Abstract
https://ascopubs.org/doi/10.1200/JCO.2025.43.16_suppl.3104
3104
Background: Tumor angiogenesis (TA) is driven by several VEGF factors and corresponding receptors (VEGFRs). Targeting TA inhibits tumor growth, however there are no selective small molecule TA inhibitors on the market yet. Here we report development of a selective VEGFR-3 inhibitor with potential anti-tumor activity in multiple cancers.
Methods: The Bioptic virtual screening pipeline employs two models. The first is a SMILES-based LLM fine-tuned on binding affinity data of contrastive molecular pairs. The screening was performed on the ultra-large 40-billion-compound virtual library Enamine REAL. For selectivity, the top-ranked molecules were re-scored using a secondary model, a GNN specifically designed for this task and trained to differentiate activity across similar kinases. The Oncobox algorithm was used to select cancer types with the highest sensitivity to VEGFR1-3 inhibitors based on VEGF(R)s expression and TA pathways activation. It was applied to RNA-seq profiles from TCGA (11428 profiles from 33 primary sites) and the internal relevant RWD cohort (1056 profiles from 89 cancer types).
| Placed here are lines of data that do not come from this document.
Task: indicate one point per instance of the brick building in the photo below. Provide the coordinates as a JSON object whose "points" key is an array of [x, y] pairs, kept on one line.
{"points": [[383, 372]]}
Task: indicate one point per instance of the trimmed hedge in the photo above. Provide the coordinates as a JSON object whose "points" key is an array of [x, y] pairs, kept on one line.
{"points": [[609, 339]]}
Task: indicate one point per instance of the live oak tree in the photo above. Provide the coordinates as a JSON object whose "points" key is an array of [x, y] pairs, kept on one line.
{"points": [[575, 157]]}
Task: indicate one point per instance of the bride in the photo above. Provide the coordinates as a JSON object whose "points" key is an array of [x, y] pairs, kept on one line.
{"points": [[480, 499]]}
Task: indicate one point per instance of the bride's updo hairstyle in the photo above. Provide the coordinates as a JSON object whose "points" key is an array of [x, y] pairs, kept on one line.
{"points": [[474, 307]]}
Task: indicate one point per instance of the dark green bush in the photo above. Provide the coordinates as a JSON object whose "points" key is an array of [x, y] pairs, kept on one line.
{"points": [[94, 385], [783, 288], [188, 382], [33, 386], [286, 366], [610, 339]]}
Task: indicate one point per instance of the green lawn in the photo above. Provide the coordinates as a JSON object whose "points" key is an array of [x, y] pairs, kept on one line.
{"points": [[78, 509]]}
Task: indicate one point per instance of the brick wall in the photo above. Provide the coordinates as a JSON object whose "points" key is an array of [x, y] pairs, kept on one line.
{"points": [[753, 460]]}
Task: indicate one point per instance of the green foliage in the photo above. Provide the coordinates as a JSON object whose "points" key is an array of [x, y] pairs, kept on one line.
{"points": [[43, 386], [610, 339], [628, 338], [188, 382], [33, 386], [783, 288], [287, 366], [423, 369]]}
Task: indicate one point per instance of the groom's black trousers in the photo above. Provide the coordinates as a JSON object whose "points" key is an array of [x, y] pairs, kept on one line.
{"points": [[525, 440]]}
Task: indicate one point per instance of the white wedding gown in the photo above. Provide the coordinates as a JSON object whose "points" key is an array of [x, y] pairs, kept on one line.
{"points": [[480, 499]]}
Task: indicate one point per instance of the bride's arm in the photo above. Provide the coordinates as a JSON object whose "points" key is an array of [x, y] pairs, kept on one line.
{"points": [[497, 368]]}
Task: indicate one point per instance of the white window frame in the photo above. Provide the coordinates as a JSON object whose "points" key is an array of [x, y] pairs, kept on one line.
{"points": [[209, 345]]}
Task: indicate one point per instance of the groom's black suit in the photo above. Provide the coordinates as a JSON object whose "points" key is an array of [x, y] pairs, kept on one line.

Results: Compounds with IC50 < 10 μM in Eurofins VEGFRs KinaseProfiler were considered active. Among 110 tested compounds, 1 was active against VEGFR-1, 1 - against VEGFR-2, and 4 - against VEGFR-3. One compound was active against all VEGFRs, and 3 - against a single VEGFR. One VEGFR-3 active showed > 45-fold selectivity against both VEGFR1 & 2, while no compound was specific to VEGFR-1 or VEGFR-2. All 3 selective VEGFR-3 inhibitors showed minimal activities ( < 50% at 10 μM) against the 12 off-target kinases including B-Raf, c-Raf, c-Kit, FGFR1, FGFR2, FGFR3, FGFR4, Flt3, Met, PDGFR-a, PDGFR-b, Ret. In order to select cancer types for further pre-clinical validation, Oncobox algorithm was used to simulate predicted efficiency of a VEGFR-3 inhibitor in multiple cancer types from TCGA and internal RWD cohort. The highest response rate is expected for papillary thyroid cancer, followed by clear-cell renal, pancreatic, ovarian cancers, and sarcomas. A selective VEGFR-3 inhibitor may be beneficial when compared to already developed pan-VEGFR inhibitors due to lower toxicity. Finally, identification of potential responders to selective anti-VEGFR-3 therapy via RNA-seq analysis may enable patient enrichment in further clinical trials and development of a companion diagnostic for the drug.
Conclusions: Our results suggest that Bioptic’s molecular search engine significantly enhances identification of potent and selective inhibitors for a specific target, and, paired with the Oncobox algorithm, may facilitate development of novel anti-cancer drugs.